What is the difference between modern Hebrew and true Hebrew?

08/03/07

Good afternoon,

I read the content of your site and am astounded! But what shocked me the most is that the modern hebrew language is not the original one! Could you please give me some sort of explanation?

Thank you

Dear Martin,

The Hebrew language created by Eliezer Ben-Yehudah (1858-1922) is based on the original Hebrew, but is molded to fit into the modern world and facilitate easy word-by-word translation to and from European languages such as French and English. Besides the thousands of words borrowed from European languages and then Hebraicized according to the rules of grammar, there are many words whose original meaning was changed so that they corresponded to European words. For example, "rahitim" for furniture, "ishi" for personal, "gil" for age. Other words were taken from holy Jewish sources and applied to mundane concepts. For example, the angelic term "chashmal" was taken from Ezekiel 1:4 and used to mean electricity. The Talmudic term "teiku" meaning an unresolved question was used to mean a tie in a sports event. The pronunciation adopted by the Zionists is a hybrid of the Sephardic vowels and the Ashkenazic consonants, and thus is not the same system used by any Jewish group until that time. We see this appropriation of holy words as a sacrilege and an offense against G-d's Torah.

Let us take the example of electricity. In the Haftarah for the first day of Shavuos we read the vision of Yechezkel, the Maaseh Merkavah, one of the most esoteric and difficult chapters of the Nevi’im. The reason we read it on Shavuos is because Yechezkel’s vision was similar to what the Jewish people saw at the Giving of the Torah at Sinai (Rashi on Megillah 31a). The Mishnah rules that a sage who understands the secrets of Maaseh Merkavah may not teach them even to a single student, unless that student is wise enough to understand it on his own (Chagigah 11b).

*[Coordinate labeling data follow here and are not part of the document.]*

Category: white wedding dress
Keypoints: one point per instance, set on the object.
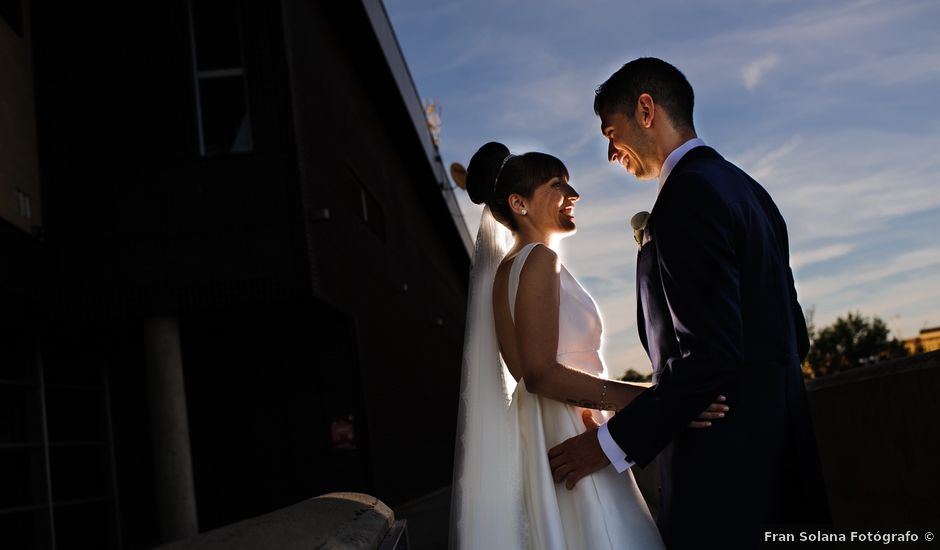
(503, 493)
(606, 509)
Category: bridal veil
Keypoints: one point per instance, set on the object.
(487, 506)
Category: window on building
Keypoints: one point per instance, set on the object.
(24, 204)
(223, 116)
(364, 204)
(11, 11)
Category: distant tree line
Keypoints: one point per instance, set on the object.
(849, 342)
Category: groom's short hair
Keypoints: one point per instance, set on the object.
(665, 83)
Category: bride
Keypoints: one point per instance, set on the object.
(533, 375)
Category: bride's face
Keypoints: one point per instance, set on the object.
(551, 207)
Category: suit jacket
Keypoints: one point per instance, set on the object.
(718, 315)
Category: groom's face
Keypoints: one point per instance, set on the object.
(628, 145)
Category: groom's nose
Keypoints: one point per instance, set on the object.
(611, 152)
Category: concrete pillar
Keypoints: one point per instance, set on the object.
(176, 495)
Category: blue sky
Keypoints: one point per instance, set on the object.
(832, 106)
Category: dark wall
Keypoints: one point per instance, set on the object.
(317, 278)
(876, 428)
(407, 284)
(136, 216)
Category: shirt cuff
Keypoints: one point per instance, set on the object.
(617, 457)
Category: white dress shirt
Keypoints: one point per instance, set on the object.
(617, 457)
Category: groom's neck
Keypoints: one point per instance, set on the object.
(670, 139)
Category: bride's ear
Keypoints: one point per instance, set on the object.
(516, 203)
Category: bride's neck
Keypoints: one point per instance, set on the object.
(550, 240)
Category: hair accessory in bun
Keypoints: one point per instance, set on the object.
(500, 171)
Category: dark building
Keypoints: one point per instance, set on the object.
(246, 283)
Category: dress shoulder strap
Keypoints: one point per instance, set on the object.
(514, 273)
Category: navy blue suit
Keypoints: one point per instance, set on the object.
(718, 315)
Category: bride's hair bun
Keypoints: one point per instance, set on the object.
(483, 169)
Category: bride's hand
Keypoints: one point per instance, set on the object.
(714, 411)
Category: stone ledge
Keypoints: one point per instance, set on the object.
(342, 521)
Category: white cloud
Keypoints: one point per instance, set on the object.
(754, 73)
(829, 105)
(805, 258)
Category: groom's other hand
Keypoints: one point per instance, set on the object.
(715, 411)
(579, 456)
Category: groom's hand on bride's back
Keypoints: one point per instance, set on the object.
(715, 411)
(579, 456)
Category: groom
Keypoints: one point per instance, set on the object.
(717, 315)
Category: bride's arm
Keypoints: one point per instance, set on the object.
(536, 325)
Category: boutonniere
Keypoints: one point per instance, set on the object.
(638, 223)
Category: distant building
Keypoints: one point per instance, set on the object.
(926, 341)
(232, 273)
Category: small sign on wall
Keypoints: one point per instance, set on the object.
(343, 433)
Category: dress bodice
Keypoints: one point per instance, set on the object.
(579, 324)
(604, 511)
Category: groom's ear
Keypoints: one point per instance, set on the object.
(645, 110)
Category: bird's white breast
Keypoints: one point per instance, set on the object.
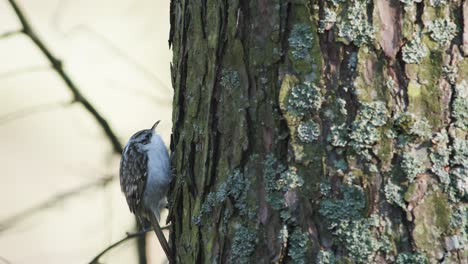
(159, 175)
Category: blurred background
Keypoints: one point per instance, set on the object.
(59, 190)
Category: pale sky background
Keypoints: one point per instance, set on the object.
(117, 53)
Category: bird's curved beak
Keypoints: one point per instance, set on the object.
(153, 128)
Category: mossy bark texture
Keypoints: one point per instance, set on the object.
(319, 131)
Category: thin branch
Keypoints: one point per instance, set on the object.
(58, 67)
(10, 34)
(15, 219)
(120, 53)
(127, 237)
(35, 109)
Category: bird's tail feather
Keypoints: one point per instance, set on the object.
(161, 238)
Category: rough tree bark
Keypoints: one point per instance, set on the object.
(320, 131)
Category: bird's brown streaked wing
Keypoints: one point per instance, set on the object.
(133, 175)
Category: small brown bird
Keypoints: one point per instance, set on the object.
(144, 179)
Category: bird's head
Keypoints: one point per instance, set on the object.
(144, 136)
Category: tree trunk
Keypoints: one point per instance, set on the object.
(320, 132)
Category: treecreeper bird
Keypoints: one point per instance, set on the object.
(144, 179)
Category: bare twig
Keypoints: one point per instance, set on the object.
(58, 67)
(15, 219)
(127, 237)
(35, 109)
(10, 34)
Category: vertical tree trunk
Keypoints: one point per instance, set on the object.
(320, 131)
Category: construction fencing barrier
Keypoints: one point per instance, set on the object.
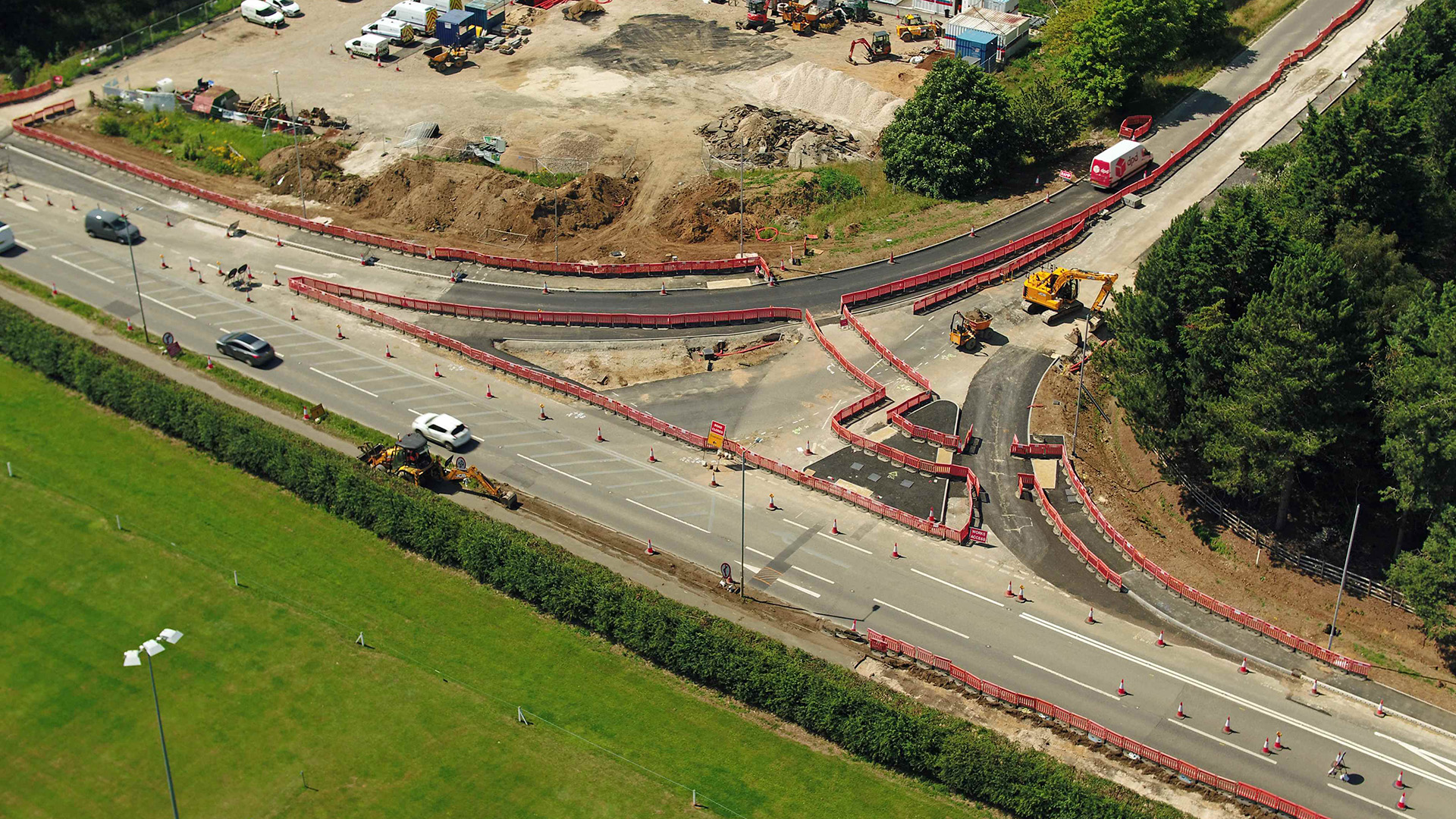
(1177, 586)
(20, 95)
(883, 645)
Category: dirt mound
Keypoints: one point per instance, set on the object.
(830, 95)
(770, 137)
(650, 44)
(475, 200)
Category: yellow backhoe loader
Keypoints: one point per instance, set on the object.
(1056, 292)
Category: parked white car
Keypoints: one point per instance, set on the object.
(441, 428)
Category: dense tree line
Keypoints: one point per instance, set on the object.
(36, 33)
(1296, 343)
(830, 701)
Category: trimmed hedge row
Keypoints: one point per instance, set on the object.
(833, 703)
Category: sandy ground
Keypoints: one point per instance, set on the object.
(1152, 513)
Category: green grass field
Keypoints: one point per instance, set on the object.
(268, 682)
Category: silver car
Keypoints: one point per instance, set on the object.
(246, 347)
(441, 428)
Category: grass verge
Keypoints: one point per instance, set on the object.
(268, 682)
(237, 382)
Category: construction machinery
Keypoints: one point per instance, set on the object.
(410, 458)
(758, 17)
(968, 333)
(915, 28)
(1056, 292)
(877, 47)
(444, 57)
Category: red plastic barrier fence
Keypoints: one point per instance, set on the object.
(886, 645)
(1178, 586)
(30, 93)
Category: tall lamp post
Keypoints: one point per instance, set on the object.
(133, 657)
(136, 280)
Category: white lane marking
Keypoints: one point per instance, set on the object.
(797, 586)
(344, 382)
(845, 542)
(959, 589)
(1220, 741)
(1238, 700)
(1435, 760)
(814, 576)
(83, 270)
(1363, 799)
(1065, 676)
(555, 469)
(922, 620)
(666, 515)
(169, 306)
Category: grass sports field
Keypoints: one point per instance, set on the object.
(268, 684)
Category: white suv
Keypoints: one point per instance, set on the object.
(441, 428)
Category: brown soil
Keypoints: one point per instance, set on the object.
(1153, 515)
(626, 363)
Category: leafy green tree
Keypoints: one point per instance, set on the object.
(1296, 391)
(956, 134)
(1120, 44)
(1429, 577)
(1049, 117)
(1419, 391)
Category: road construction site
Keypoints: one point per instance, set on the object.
(851, 569)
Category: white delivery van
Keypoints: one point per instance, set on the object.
(1117, 164)
(369, 47)
(419, 15)
(395, 31)
(261, 12)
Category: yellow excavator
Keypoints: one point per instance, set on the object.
(967, 333)
(1056, 292)
(918, 28)
(410, 458)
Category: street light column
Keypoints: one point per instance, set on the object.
(164, 736)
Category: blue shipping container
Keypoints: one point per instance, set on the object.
(452, 28)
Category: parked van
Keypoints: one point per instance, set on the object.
(1117, 164)
(395, 31)
(419, 15)
(369, 47)
(107, 224)
(261, 12)
(287, 8)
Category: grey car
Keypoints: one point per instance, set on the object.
(105, 224)
(246, 347)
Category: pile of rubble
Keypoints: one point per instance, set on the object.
(770, 139)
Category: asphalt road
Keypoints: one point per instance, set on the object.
(946, 598)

Of all the words used by Yechezkel to describe what he saw, perhaps the one most shrouded in mystery is the word “chashmal,” which appears two times in our Haftarah. The Gemara (Chagigah 13a) gives two explanations: angels of fire that speak, or angels that are sometimes silent (chash) and sometimes speak (memalelos). Still, the Gemara makes it clear that the meaning of this word is too deep for a human being to fathom. The Gemara tells of a child who was learning Yechezkel in cheder and understood the meaning of chashmal, whereupon a fire came out from the chashmal and burned him up. After this incident, the Sages felt that the Book of Yechezkel was too dangerous, and they were ready to remove it from the Tanach and hide it away. But Chananya ben Chizkiya said to them, “Not everyone is as wise as this child.”

On the second place where the word occurs (1:27), Rashi says something that he says in no other place: “It is not permitted to think about this verse.”

Yet thanks to the Zionists, every Jewish child and adult who speaks Modern Hebrew uses this holy word many times a day, for the most mundane and common thing. The word that once made every Jew tremble with Yiras Shomayim has become a household term used to refer to lights, radios, ovens and washing machines. When a Jew who has been exposed to the Zionist language studies Yechezkel, he misses the point.

In Uvdos Vehanhagos Leveis Brisk (v. 4, p. 190) we read that the Brisker Rav once said, “The Zionists’ use of this word from Yechezkel shows that they deny the meaning and existence of that holy concept mentioned by the prophet Yechezkel.”

The Brisker Rav pointed out many other falsifications of the Holy Tongue committed by the Zionists, and his blood would boil with anger whenever he heard someone speak a word or expression of Modern Hebrew. When he spoke to Bnei Torah who did not understand Yiddish, he would speak in Lashon Hakodesh with the Ashkenazic pronunciation, but never in Modern Hebrew. He said, “The motive of those who introduced Modern Hebrew was to create a language barrier between the younger generation and the older generation, so that each one should not understand the other.”

One of the greatest rabbis of the past generation, Rabbi Aharon Kotler, spoke against American Jewish schools that teach Ivrit (modern Hebrew) and said, "There is no doubt that teaching in Ivrit is completely forbidden. It is an assimilation worse than all other assimilations in the world. For the goal of Zionism is to uproot the holy Torah from its source. Assimilation with gentiles is like a gentile idol, which can be nullified; but assimilation with Ivrit is a Jewish idol, which can never be nullified! (See Avodah Zarah 52a.) If you teach in English, that is the language of the country and we have no choice, because we need to know the language to earn a living and so on. This is like teaching one's child a trade. But if we teach in Ivrit here in America, it serves no constructive purpose; it is only to bring the children closer to Zionism. Therefore it is definitely forbidden."